About lists and list items: the AST represents lists as one item that contains list items. Nested lists will be nested in the AST. (This is Good News™️.)

The mistletoe AST parser doesn't know about wikilinks. There is a Massive Wiki parser addon for mistletoe that does know about wikilinks, but we probably won't use it; we'll probably just use a regex that will find the wikilinks in the text, and return them in plain text. (That's similar to what the Massive Wiki addon does, except that it also knows how to output the corresponding HTML. We don't need the HTML.)

Deconstructing a Profile Page

We'll have code that knows how to traverse the list of items to find each of the kinds of information we want; and which pages to put each of those kinds of pieces of information into.

Here is pseudocode that describes the high-level process to deconstruct a profile page. This is a work-in-progress; please improve.

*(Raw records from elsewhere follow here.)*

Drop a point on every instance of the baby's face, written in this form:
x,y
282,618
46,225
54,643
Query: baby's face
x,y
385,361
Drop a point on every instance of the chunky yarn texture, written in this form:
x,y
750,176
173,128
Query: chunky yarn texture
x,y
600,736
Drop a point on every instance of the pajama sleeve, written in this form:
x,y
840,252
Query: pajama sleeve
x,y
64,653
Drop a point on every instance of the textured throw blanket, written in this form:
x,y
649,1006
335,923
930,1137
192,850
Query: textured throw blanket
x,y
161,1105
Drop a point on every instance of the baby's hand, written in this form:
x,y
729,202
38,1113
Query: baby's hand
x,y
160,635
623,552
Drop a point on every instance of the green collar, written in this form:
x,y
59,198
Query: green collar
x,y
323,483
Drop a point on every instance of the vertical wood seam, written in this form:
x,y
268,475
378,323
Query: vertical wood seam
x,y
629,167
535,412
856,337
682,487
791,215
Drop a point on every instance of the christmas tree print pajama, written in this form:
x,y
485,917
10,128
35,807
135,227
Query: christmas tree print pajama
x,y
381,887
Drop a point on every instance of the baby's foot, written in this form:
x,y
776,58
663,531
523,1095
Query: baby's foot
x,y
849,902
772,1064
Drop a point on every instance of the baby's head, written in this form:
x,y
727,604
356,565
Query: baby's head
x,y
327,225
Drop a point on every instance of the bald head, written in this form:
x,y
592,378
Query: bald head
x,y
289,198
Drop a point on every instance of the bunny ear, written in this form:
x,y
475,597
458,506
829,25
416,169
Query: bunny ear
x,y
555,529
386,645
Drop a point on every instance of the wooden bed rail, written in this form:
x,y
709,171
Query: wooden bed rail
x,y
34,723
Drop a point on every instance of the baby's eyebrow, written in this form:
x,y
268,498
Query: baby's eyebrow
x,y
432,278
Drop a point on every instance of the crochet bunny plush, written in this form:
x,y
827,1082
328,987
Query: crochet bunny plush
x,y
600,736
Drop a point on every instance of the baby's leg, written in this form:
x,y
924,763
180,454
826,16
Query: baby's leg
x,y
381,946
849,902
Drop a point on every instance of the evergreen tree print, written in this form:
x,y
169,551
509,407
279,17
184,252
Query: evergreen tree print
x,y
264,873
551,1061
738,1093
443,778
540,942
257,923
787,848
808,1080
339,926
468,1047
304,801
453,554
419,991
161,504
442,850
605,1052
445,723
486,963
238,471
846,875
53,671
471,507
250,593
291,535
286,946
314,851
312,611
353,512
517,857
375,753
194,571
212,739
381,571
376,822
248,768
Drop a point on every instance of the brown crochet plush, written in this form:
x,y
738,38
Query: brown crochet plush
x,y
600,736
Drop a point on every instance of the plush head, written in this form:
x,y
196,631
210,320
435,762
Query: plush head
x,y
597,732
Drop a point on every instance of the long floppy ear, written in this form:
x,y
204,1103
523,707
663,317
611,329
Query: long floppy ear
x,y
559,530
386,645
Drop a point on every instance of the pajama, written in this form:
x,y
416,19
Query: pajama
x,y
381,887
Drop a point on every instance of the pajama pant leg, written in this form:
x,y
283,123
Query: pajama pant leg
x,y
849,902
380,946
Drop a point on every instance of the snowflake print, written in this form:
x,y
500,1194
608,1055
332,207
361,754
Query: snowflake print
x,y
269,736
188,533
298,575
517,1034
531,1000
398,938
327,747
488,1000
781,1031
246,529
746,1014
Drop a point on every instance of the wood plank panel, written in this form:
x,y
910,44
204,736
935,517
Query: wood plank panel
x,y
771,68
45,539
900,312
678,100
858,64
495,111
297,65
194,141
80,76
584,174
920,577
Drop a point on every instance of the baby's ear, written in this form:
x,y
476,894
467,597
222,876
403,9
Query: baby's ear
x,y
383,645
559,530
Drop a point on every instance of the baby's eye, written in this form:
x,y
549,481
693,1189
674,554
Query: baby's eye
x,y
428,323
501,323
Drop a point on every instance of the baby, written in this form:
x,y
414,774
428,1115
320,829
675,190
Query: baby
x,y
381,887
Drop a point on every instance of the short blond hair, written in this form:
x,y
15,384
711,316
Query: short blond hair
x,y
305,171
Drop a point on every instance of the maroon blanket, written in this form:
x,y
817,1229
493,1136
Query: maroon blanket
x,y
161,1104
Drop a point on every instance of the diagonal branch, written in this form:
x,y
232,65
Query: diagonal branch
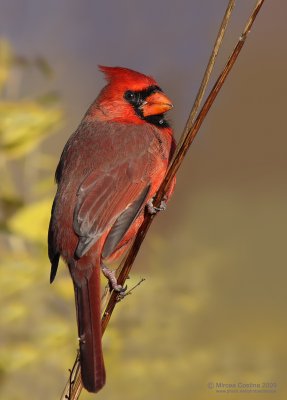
x,y
73,387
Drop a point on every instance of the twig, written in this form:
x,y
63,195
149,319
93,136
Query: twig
x,y
190,131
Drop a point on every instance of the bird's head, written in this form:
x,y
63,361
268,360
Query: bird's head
x,y
130,97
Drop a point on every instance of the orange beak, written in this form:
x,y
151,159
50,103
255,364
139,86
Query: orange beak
x,y
156,103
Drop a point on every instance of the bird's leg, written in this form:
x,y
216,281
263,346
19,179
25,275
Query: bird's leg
x,y
110,275
152,209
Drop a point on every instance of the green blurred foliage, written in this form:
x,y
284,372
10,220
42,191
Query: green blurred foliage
x,y
27,329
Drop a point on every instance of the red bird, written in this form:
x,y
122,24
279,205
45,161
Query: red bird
x,y
110,169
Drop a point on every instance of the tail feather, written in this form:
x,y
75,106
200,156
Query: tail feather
x,y
88,303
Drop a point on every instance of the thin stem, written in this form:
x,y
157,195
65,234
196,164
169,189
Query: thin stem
x,y
73,389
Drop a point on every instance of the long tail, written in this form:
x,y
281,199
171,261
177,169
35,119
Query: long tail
x,y
88,303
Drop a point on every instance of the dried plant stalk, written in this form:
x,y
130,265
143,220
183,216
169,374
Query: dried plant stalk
x,y
74,385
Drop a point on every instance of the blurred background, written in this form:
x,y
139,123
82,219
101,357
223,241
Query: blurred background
x,y
213,306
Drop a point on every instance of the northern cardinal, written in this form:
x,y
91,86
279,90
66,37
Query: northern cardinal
x,y
110,169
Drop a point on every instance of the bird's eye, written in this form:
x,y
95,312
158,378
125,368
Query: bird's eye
x,y
130,96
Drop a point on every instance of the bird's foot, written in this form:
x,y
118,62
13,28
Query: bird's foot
x,y
152,209
110,275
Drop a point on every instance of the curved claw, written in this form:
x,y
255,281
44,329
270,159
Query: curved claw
x,y
120,288
152,209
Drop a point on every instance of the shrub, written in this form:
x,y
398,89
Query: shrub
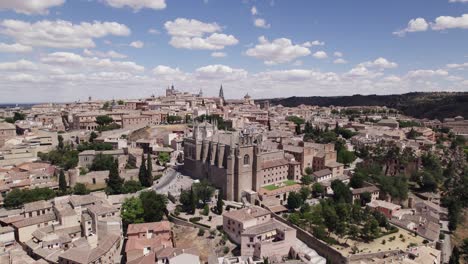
x,y
195,219
201,232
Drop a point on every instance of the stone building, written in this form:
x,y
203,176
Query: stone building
x,y
235,162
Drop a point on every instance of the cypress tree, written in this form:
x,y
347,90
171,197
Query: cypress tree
x,y
149,172
142,172
220,203
62,182
114,183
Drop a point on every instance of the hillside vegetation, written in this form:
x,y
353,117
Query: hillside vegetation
x,y
419,105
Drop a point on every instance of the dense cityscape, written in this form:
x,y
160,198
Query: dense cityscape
x,y
233,132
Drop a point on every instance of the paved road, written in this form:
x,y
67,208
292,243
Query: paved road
x,y
446,249
167,179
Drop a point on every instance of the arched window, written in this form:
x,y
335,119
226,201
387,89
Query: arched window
x,y
246,159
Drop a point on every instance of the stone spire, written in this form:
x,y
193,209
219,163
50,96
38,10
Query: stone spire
x,y
221,92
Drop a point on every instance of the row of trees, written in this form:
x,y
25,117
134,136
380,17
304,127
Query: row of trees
x,y
149,206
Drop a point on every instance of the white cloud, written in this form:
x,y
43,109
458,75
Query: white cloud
x,y
278,51
309,44
218,54
20,65
457,66
136,5
320,55
108,54
340,61
14,48
183,27
426,73
361,71
192,34
254,11
153,31
137,44
381,63
60,33
68,59
30,7
261,23
218,71
449,22
440,23
414,25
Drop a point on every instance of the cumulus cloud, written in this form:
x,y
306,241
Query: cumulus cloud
x,y
137,44
320,55
136,5
218,54
14,48
340,61
381,63
457,66
218,71
261,23
30,7
254,11
194,34
108,54
153,31
426,73
449,22
60,33
68,59
440,23
278,51
21,65
414,25
309,44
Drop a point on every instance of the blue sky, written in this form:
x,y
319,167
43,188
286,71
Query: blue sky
x,y
68,50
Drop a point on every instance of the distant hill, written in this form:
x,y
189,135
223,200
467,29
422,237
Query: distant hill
x,y
420,105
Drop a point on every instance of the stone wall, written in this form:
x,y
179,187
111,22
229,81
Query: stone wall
x,y
322,248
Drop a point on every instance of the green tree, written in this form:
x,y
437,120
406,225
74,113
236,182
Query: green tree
x,y
92,136
366,198
131,186
62,182
149,171
115,182
317,189
17,197
306,179
102,162
104,120
154,206
294,200
142,174
455,257
60,145
219,202
304,192
132,211
80,189
203,191
164,158
341,192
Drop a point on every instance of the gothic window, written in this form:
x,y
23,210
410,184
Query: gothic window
x,y
246,159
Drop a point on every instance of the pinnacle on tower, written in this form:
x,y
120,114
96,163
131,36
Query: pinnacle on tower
x,y
221,92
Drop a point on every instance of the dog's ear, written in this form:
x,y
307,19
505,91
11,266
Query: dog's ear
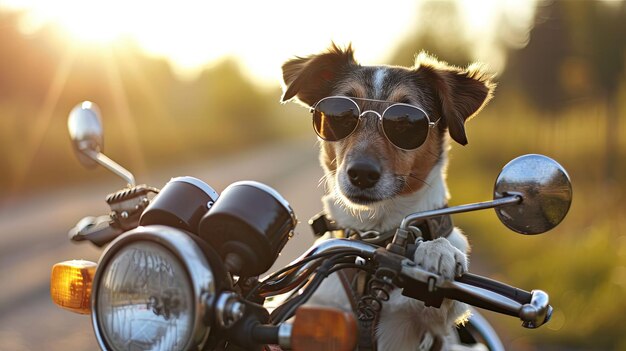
x,y
311,78
460,93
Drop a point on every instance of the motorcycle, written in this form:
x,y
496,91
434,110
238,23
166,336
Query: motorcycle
x,y
181,265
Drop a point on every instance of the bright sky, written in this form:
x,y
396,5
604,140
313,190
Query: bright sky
x,y
260,34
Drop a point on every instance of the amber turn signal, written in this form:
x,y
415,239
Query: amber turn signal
x,y
323,328
70,285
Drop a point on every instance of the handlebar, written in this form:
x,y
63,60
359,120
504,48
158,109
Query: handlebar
x,y
531,307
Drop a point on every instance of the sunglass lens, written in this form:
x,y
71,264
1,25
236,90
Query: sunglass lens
x,y
405,126
335,118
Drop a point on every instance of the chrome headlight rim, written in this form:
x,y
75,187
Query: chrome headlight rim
x,y
199,274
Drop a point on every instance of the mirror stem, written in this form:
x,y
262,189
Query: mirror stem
x,y
509,199
111,165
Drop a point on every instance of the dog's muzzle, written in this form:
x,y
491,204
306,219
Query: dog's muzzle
x,y
364,174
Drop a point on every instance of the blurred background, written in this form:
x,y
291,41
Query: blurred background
x,y
194,89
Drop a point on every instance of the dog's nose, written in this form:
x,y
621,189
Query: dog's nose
x,y
364,174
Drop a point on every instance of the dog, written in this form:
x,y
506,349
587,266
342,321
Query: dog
x,y
390,163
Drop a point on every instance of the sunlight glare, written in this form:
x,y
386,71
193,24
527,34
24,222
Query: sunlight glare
x,y
194,35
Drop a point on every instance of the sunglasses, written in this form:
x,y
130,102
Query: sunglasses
x,y
405,126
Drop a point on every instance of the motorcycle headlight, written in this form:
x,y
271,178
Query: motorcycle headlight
x,y
152,291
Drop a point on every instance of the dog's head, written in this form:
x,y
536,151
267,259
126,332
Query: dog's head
x,y
364,167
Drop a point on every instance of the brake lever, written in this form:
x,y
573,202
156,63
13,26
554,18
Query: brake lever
x,y
532,308
99,230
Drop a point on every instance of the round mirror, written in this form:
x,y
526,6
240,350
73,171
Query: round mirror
x,y
545,189
85,129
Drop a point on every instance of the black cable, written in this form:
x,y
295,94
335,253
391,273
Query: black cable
x,y
272,278
324,271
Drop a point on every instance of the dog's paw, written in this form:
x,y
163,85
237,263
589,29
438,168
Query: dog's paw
x,y
440,257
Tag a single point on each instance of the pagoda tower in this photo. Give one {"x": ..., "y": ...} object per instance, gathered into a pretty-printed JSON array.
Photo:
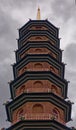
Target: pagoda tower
[{"x": 39, "y": 89}]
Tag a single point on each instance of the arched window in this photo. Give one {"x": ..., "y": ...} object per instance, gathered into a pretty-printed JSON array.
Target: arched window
[
  {"x": 20, "y": 114},
  {"x": 53, "y": 89},
  {"x": 38, "y": 65},
  {"x": 52, "y": 69},
  {"x": 38, "y": 50},
  {"x": 51, "y": 53},
  {"x": 55, "y": 113},
  {"x": 24, "y": 69},
  {"x": 38, "y": 84},
  {"x": 37, "y": 108},
  {"x": 22, "y": 89},
  {"x": 38, "y": 38}
]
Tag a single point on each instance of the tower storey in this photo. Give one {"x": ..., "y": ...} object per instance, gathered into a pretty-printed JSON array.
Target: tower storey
[{"x": 39, "y": 89}]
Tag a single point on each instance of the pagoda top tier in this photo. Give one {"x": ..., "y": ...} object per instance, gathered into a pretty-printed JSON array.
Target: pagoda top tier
[{"x": 35, "y": 25}]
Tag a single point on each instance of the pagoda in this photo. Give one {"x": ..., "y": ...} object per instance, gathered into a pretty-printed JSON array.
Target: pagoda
[{"x": 39, "y": 90}]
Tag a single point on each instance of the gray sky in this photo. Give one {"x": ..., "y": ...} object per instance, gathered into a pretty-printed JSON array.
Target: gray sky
[{"x": 13, "y": 15}]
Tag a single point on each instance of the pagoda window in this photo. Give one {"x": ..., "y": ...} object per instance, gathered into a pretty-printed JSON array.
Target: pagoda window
[
  {"x": 55, "y": 113},
  {"x": 22, "y": 89},
  {"x": 52, "y": 69},
  {"x": 38, "y": 50},
  {"x": 38, "y": 84},
  {"x": 38, "y": 38},
  {"x": 37, "y": 108},
  {"x": 38, "y": 65},
  {"x": 53, "y": 89},
  {"x": 20, "y": 114},
  {"x": 38, "y": 27},
  {"x": 51, "y": 53}
]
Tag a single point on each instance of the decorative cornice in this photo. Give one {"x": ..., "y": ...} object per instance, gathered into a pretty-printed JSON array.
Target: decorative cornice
[
  {"x": 39, "y": 58},
  {"x": 39, "y": 76},
  {"x": 40, "y": 97},
  {"x": 42, "y": 44},
  {"x": 38, "y": 33},
  {"x": 38, "y": 125}
]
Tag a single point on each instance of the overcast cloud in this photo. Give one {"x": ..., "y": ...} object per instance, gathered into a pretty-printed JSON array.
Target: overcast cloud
[{"x": 13, "y": 15}]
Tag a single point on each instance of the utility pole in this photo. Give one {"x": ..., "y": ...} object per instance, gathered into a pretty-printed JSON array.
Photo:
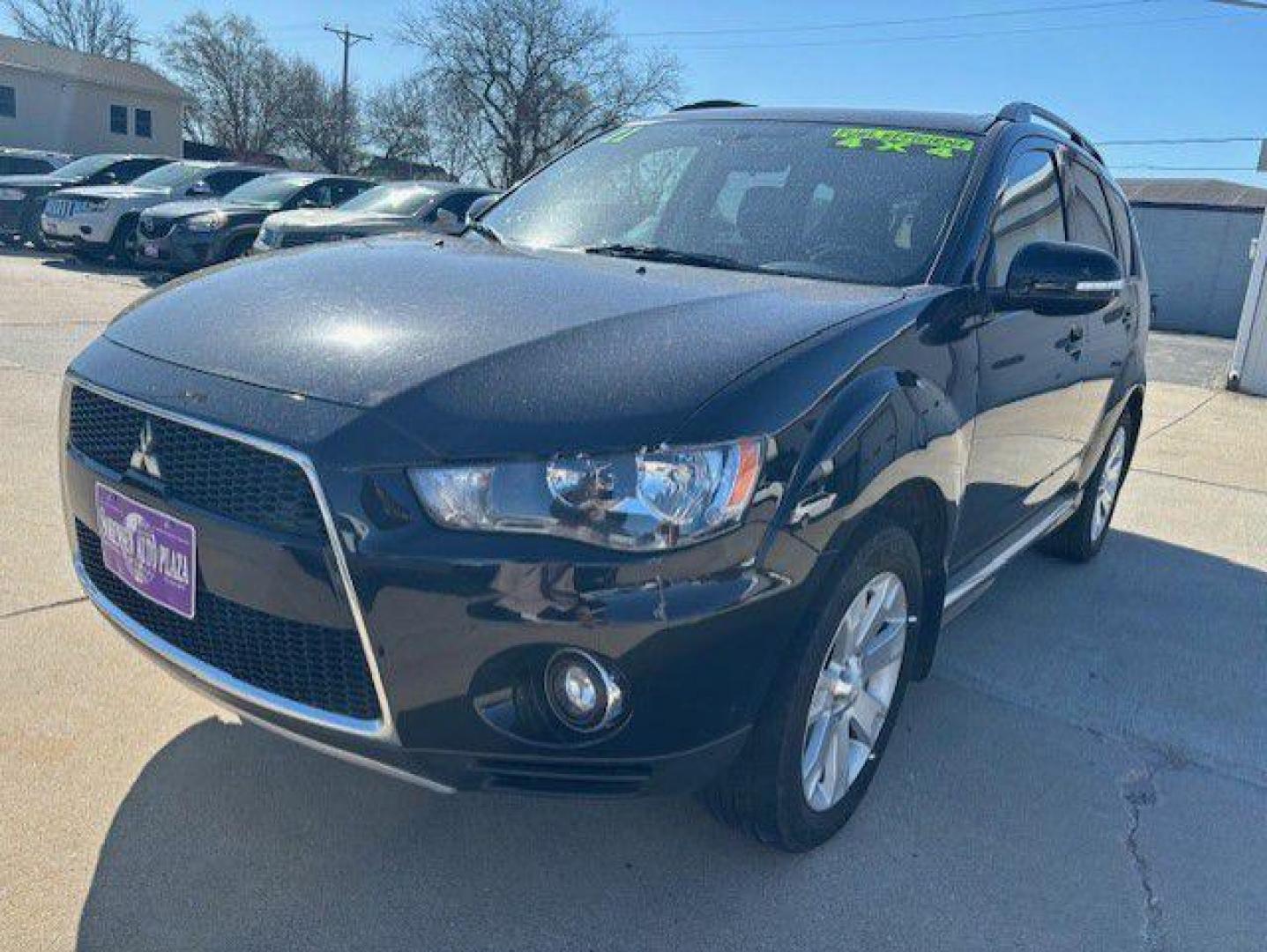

In the following, when skipping items, handle the case that there may be zero items that need to be skipped to reach the next step of the workflow.

  1. For all pages in the map directory, convert the page to an AST.
  2. In each page, if the paragraph after the H1 header contains [[People]], assume this is a profile page. Otherwise, skip this page.
  3. Skip items until you find an H2 header that contains My current tools and practices.
  4. Skip items until you find a list.
  5. Read each list item in the list, pull out the wikilinks, and save the list item into an array of tools_or_practices. Create one item in the tools_or_practices array for each wikilink, and index the item by the wikilink.
  6. Skip items until you find an H2 header that contains Thinking Tool Ratings.
  7. Skip items until you find a list.
  8. At level 0 of the list, save the content of the list item as the name of a tool.
  9. At level 1 of the list, you'll find (text): (number). Save the number as the score for the dimension indicated by the text. There may be a special dimension, My current confidence with this tool.
  10. At level 2 of the list, you may find notes related to this dimension/score. (Pete asks, what should we do with these notes? Current decision: they're used by humans reading the profile page, and don't need to be handled by this code.)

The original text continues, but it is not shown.